The district attorney called Fitch’s decision “a gut punch and a slap in the face.” 

Ricky Ball
An online petition calling for Attorney General Lynn Fitch to allow a higher court to review the case against Canyon Boykin for killing Ricky Ball (pictured) had 6,000 signatures as of June 5, 2020.

Fitch’s office has shown a complete lack of transparency in the way it handled the case, Colom said, including its failure to release evidence to the public and its lackluster explanation. In 2016, when Colom forwarded the case to Hood’s office, he said he had a “trust” in the system and the people within the attorney general’s organization. Now, after the way the new leadership has handled this case, the trust between the community and the justice system is challenged further, he said. Colom is “disappointed, hurt, frustrated and angry” at Fitch’s decision to release only a two-paragraph statement at what he called “the worst time possible.” 

Colom says the people of Columbus deserve to see the evidence Fitch used to make her decision, and a more thorough explanation. Doing this would start building a bridge of trust between the community and the attorney general, he said. 
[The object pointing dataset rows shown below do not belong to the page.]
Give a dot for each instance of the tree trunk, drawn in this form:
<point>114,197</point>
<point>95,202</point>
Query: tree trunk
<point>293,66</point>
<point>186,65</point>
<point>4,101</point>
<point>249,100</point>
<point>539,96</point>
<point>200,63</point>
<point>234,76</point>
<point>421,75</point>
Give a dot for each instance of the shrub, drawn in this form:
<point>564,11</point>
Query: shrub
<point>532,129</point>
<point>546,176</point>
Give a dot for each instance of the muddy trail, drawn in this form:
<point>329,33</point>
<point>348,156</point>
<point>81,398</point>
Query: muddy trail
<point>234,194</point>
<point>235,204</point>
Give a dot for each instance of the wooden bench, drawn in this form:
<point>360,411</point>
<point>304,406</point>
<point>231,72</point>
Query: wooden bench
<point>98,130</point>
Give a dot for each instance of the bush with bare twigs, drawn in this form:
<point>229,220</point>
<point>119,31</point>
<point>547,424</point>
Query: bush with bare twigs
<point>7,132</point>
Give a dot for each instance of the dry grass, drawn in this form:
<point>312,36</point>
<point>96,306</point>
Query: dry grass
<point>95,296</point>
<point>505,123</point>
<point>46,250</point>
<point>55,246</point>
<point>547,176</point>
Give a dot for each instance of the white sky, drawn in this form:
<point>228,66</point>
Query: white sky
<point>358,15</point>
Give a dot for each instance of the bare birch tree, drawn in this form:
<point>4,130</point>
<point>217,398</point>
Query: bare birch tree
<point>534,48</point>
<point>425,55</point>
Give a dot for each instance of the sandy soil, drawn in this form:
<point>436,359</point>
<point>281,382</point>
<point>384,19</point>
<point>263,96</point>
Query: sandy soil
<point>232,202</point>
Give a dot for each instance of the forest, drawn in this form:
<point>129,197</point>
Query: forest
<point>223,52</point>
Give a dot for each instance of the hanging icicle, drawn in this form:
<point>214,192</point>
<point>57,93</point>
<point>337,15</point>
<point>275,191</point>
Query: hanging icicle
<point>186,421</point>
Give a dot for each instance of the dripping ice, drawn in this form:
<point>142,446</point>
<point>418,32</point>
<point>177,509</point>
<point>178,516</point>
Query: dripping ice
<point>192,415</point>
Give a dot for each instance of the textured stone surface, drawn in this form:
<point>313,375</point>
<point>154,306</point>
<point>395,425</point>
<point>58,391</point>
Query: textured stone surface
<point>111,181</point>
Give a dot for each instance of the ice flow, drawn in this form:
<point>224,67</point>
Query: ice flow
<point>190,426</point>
On May 31, Colom sent a letter to the attorney general urging her to send him the case file within seven days in order to “provide answers to the public.” Colom confirmed today that Fitch’s office said they will comply with his request. On June 8, Colom said, Fitch’s had the files delivered to his office, and he’s examining them.

Ernesto Ball believes that since Fitch took over the case, the Ball family has been treated unfairly. They had to deal with a new staff there, communication worsened, and they “stopped getting answers” until the brief meeting on May 28, he said. 

Boykin’s attorney Reynolds confirmed that he had regular communication with the attorney general’s office during recent months as the case was being reinvestigated. Ernesto Ball posits that those meetings helped influence the attorney general’s decision.

Reynolds says meetings between a defense attorney and the attorney general’s office is common practice and absolutely within their rights. He notes that regardless of meetings, Fitch made the correct decision to dismiss the charges because “the evidence was undisputed that Mr. Ball … turned and pointed a pistol at Officer Boykin who was then forced to shoot him in self-defense.” 

Many people in Columbus are not so sure, though.

Donna Ladd contributed to this report.

____

Correction: The editor inadvertently added that Lynn Fitch was formerly the agriculture commissioner. She was state treasurer. The story has been corrected, and we apologize for the error.

Editor’s Note: Scott Colom, interviewed for this story, was an early donor to the Mississippi Free Press. Neither he nor other donors have influence over editorial and reporting decisions.